Hi Justin,
Speaking in terms of Consul, not sure where you found that
information, but it's not (generally) correct. That's referred to as a
split-brain problem, and consensus algorithms (like Raft, the one in
Consul) are engineered to avoid that situation. That's why you should
always have an odd number of servers in your Consul cluster; that way,
a network partition can be handled appropriately -- if there is still
a majority, business can continue as usual, but if you no longer have
a majority of the known cluster members, actions that require
consensus refuse to be performed.
This is true even if you start with an odd number of peers and lose a
majority in all situations due to multiple network partitions (e.g. A,
B, and C are all isolated nodes) -- they will know that they each had
two other peers, and no node will declare itself the leader.
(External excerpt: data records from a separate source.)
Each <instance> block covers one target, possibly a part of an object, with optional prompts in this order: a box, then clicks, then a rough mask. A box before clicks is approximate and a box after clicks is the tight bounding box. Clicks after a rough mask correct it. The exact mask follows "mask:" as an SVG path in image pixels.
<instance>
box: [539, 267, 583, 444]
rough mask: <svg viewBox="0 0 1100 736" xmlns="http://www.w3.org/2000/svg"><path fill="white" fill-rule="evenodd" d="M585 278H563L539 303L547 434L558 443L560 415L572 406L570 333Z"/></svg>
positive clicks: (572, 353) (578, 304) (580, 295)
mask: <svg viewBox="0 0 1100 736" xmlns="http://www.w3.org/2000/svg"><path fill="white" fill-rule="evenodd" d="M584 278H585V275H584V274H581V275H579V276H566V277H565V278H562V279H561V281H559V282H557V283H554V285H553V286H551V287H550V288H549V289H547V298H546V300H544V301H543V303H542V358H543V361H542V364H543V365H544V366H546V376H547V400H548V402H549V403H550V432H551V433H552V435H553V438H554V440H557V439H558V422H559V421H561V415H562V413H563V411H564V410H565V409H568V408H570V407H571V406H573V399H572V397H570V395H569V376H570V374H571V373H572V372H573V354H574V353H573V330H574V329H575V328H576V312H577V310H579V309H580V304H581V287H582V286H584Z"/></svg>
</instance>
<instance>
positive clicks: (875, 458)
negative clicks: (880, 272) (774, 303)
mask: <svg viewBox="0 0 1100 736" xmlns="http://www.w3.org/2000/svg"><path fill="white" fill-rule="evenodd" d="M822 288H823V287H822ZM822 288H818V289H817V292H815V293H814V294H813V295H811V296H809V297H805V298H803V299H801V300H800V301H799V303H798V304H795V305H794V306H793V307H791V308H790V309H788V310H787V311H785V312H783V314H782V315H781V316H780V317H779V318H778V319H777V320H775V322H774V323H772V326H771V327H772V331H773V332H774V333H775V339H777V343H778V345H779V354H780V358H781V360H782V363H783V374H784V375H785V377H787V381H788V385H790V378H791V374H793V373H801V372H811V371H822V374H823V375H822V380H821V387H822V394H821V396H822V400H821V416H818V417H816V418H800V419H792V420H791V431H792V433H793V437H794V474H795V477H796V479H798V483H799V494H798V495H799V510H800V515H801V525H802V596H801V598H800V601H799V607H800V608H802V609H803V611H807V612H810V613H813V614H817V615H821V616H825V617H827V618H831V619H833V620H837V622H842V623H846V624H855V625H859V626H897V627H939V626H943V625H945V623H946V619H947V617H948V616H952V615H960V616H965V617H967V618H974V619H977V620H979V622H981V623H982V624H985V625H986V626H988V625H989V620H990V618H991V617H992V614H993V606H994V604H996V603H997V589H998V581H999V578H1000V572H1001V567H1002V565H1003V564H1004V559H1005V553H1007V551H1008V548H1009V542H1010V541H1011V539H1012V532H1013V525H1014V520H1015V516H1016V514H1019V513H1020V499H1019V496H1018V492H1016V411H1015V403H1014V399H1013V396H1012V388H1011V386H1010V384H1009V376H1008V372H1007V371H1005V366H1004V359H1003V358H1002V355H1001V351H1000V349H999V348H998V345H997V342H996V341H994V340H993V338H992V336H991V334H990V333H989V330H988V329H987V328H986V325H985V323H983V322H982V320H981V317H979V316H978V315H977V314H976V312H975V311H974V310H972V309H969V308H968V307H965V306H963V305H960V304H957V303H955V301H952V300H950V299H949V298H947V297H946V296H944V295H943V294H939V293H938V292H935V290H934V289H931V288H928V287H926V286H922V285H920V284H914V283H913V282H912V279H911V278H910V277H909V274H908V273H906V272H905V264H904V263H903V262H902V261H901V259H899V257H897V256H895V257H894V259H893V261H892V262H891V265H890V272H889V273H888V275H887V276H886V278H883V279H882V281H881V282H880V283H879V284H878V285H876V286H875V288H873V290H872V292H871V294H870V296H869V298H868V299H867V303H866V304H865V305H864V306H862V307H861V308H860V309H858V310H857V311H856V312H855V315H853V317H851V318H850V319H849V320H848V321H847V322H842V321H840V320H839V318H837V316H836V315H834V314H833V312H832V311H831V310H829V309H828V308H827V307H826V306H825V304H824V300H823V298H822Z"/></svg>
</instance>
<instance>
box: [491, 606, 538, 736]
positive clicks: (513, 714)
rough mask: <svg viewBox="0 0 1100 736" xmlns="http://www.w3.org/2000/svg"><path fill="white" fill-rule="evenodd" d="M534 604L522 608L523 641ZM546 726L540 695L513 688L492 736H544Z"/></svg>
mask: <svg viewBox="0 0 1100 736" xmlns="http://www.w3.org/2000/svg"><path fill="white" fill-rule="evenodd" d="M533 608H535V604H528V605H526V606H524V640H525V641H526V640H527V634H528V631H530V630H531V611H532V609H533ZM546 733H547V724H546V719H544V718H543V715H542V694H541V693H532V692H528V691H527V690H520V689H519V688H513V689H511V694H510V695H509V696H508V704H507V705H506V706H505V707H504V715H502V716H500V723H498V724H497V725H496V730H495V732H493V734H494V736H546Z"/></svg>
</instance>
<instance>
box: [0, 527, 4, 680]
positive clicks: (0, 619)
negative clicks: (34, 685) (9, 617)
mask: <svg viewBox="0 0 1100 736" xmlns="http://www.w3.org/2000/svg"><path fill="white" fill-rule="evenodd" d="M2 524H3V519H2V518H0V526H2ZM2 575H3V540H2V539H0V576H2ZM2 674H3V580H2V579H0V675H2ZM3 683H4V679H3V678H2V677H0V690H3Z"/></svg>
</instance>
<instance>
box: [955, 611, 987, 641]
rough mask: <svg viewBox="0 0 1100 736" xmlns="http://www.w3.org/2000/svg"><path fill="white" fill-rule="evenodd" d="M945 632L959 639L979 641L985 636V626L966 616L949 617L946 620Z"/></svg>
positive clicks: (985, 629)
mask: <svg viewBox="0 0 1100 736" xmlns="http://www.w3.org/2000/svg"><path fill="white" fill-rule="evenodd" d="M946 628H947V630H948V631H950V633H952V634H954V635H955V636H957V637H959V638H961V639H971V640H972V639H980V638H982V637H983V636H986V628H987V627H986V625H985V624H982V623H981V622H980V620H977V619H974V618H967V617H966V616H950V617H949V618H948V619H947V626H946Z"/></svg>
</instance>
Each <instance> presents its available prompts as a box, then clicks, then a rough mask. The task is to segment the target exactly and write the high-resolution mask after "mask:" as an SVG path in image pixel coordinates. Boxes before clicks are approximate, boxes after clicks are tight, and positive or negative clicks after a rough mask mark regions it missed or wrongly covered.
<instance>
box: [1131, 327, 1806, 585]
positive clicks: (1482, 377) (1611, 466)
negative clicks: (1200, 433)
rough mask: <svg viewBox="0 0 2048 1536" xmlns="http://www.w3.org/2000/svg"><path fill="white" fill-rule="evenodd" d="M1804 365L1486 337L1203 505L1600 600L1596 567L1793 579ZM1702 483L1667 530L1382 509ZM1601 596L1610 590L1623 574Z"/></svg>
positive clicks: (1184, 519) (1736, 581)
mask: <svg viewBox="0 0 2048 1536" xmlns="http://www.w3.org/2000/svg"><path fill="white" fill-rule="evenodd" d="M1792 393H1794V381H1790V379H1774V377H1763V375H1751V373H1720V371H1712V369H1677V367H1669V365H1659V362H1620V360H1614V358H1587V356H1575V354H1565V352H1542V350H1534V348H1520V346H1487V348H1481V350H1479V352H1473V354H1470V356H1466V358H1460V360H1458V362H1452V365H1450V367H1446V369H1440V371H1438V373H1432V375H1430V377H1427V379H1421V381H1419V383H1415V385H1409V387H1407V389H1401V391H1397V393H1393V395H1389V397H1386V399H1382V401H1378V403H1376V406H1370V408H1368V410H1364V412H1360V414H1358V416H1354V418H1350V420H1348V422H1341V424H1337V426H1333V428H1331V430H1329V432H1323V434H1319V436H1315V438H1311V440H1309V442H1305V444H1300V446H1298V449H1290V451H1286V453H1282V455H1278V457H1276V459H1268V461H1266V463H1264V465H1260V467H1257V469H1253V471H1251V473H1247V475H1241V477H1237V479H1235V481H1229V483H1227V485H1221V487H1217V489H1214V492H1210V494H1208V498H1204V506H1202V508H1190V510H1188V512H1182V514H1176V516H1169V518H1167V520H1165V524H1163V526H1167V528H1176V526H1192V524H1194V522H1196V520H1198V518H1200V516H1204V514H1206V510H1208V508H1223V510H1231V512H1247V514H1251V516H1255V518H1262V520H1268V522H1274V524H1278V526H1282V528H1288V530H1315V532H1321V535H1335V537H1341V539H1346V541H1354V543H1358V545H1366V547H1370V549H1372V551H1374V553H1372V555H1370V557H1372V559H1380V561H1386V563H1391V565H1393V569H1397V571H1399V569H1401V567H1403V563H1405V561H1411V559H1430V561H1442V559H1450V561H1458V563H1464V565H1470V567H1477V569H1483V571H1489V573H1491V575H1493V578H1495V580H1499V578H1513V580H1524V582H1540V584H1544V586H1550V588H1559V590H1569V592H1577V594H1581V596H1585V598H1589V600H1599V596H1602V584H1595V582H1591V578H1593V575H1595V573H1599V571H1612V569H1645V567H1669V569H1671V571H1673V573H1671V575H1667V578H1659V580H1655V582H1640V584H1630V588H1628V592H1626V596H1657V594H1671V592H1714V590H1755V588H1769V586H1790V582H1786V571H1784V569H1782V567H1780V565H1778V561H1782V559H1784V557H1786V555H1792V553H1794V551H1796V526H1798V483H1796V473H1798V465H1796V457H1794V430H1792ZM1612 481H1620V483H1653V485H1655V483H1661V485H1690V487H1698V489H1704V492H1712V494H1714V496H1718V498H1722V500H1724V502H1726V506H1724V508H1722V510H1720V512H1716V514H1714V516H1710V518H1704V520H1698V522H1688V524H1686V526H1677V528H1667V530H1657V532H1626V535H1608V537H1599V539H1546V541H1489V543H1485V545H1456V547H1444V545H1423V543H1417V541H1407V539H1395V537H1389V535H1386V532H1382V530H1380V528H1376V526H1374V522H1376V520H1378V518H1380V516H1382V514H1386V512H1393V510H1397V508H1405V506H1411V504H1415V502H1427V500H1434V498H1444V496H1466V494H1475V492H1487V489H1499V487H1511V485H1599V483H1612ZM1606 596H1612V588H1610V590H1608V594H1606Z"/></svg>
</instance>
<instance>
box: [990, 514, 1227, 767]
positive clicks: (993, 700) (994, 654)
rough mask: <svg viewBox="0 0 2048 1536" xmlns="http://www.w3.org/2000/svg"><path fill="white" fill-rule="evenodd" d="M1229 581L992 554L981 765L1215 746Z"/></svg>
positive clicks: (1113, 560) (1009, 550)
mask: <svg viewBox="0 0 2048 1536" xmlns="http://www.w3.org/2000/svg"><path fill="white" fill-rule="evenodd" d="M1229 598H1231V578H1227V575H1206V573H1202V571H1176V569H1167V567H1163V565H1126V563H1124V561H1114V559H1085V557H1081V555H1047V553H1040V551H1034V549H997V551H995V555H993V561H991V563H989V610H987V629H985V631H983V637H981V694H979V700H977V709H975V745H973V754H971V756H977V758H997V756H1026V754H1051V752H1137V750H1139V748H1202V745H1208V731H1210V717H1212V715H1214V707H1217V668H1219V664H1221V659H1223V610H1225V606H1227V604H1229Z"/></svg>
If you
have an even number, a network partition can leave you with 2/2, in
which case no node can declare itself the leader -- so you can have
four nodes still online but no leader, whereas a 2/1 split with three
nodes will still allow a (single!) leader to be elected.
Network blips and outages can occur within a datacenter as well, so
there is nothing inherently different about going across datacenters.
You may get more frequent network partitions, so you may get more
frequent leader elections, but again -- network outages can happen
even within a datacenter, so Consul's consensus/leader election
handling is designed to handle this case without having a split brain.